Threads and Thread Priorities in NETMF


I started this article with the objective of providing a more up to date discussion of thread priorities. I thought first that I should cover a little about threads just in case. If you are already conversant in threads, jump ahead to the Thread Priorities section.

Threads are a valuable part of the .NET MF programming model. They are particularly useful in the common scenarios where you are getting input from a sensor or communicating with other devices. If you have a sensor for example, it is common to see polling loops in the main program which are very unwieldy. In communication with a Web Server or Client, queries and responses may come at any time and integrating handling them into everything else you have to do in your application can make it all very confusing. Enter threads.

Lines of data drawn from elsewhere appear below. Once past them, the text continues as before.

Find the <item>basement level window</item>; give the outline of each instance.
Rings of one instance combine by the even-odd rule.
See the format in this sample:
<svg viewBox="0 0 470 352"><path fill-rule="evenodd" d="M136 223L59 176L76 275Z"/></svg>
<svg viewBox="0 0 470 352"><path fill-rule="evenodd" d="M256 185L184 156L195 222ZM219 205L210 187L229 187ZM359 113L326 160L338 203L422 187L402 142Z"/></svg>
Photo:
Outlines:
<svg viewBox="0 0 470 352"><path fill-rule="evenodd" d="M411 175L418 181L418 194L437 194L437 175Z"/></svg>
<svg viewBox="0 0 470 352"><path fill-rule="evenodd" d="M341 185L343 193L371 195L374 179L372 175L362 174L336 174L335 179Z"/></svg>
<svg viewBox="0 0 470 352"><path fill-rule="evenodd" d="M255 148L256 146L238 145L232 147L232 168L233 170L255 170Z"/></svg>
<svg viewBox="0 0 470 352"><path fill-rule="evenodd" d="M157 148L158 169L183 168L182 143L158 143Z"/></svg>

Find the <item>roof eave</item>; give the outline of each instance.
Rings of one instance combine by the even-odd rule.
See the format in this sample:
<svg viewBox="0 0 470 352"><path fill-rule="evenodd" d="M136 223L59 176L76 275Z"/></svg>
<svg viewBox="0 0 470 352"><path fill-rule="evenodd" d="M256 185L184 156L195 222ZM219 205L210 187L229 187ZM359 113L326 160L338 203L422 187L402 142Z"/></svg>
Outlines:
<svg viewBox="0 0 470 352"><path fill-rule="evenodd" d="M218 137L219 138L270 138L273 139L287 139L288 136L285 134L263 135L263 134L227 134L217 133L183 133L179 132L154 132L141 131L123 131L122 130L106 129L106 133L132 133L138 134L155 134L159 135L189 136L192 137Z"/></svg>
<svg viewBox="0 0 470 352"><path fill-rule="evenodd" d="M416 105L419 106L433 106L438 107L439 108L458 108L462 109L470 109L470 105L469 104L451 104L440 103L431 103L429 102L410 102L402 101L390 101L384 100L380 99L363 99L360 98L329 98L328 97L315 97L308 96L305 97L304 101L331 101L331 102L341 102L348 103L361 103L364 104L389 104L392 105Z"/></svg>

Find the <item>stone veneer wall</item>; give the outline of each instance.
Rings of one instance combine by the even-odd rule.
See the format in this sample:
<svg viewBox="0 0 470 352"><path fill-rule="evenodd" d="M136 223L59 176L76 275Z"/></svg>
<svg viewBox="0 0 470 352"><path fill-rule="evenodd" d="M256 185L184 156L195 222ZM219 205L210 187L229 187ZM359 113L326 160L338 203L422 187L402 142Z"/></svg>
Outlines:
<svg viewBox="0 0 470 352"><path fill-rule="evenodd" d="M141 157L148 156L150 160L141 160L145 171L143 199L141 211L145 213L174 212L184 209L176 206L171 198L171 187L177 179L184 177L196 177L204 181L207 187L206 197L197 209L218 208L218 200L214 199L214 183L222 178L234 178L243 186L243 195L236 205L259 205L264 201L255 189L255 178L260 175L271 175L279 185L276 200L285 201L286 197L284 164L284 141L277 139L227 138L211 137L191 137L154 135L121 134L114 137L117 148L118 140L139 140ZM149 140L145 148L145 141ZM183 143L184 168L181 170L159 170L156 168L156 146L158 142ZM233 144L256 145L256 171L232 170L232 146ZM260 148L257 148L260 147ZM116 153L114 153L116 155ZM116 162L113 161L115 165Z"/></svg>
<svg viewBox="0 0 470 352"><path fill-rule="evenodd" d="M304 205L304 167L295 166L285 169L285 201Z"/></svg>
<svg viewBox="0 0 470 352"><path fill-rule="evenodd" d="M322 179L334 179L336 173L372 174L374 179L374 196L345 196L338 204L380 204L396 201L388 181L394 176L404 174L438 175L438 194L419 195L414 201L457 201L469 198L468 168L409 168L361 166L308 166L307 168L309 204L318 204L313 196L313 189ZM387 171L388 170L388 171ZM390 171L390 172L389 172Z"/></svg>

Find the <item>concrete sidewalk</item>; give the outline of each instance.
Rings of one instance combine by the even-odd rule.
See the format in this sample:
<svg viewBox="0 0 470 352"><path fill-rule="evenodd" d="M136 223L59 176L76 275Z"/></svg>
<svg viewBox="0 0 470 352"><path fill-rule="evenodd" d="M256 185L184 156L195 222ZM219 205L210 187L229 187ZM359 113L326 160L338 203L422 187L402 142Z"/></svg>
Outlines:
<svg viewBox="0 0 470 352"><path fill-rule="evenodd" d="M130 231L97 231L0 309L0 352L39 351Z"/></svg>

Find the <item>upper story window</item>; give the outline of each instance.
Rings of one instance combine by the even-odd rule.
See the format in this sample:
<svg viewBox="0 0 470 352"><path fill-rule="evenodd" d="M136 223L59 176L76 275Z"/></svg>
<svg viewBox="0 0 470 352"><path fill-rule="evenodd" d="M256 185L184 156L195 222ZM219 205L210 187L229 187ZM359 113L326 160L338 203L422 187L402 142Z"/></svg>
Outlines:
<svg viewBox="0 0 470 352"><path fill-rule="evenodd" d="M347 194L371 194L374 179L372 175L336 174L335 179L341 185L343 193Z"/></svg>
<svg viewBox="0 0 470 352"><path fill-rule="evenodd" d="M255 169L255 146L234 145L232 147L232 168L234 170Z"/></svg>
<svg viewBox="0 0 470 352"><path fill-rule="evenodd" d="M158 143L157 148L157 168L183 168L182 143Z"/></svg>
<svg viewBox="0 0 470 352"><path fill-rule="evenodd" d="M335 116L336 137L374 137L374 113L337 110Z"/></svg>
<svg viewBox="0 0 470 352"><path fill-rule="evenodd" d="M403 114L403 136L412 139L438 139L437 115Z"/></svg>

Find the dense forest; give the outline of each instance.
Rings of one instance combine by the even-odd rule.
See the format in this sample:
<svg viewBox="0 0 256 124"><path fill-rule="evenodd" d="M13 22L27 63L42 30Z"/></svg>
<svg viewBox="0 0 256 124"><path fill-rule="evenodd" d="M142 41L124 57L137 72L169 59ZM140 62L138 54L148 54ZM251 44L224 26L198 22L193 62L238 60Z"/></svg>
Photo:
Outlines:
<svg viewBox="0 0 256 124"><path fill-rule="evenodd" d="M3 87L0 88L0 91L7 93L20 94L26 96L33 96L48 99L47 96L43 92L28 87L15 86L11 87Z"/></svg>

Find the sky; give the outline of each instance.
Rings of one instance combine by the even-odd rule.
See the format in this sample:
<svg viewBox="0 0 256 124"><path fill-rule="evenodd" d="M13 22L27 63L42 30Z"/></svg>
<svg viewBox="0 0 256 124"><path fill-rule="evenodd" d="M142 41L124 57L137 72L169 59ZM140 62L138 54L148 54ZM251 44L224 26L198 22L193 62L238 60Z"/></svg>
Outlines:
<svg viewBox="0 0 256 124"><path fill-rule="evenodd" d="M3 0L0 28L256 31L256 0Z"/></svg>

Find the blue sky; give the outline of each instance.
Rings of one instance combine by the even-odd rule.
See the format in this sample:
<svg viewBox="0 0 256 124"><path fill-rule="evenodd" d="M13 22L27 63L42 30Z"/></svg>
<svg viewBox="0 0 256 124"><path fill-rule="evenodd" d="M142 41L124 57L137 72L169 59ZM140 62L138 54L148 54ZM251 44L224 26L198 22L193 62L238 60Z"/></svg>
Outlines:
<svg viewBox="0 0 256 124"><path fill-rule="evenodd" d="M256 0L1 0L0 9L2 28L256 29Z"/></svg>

Threads are sets of logic that run ‘independently’ from each other. This means that my main program (one thread) executes as if in parallel with the logic of my sensor monitoring thread and the HTTPListener thread. While threads execute independently, they are not executing at the same time and they are all managed by a scheduler. What the scheduler does is to allocate a time slice to each thread to proceed in its execution. In the case of NETMF, the default time slice is 20 mSec allocated in a round robin order. This means that if I have 2 threads, thread A will get potentially 20 mSec to execute and then be asked to leave and then thread B gets a potential 20 mSec.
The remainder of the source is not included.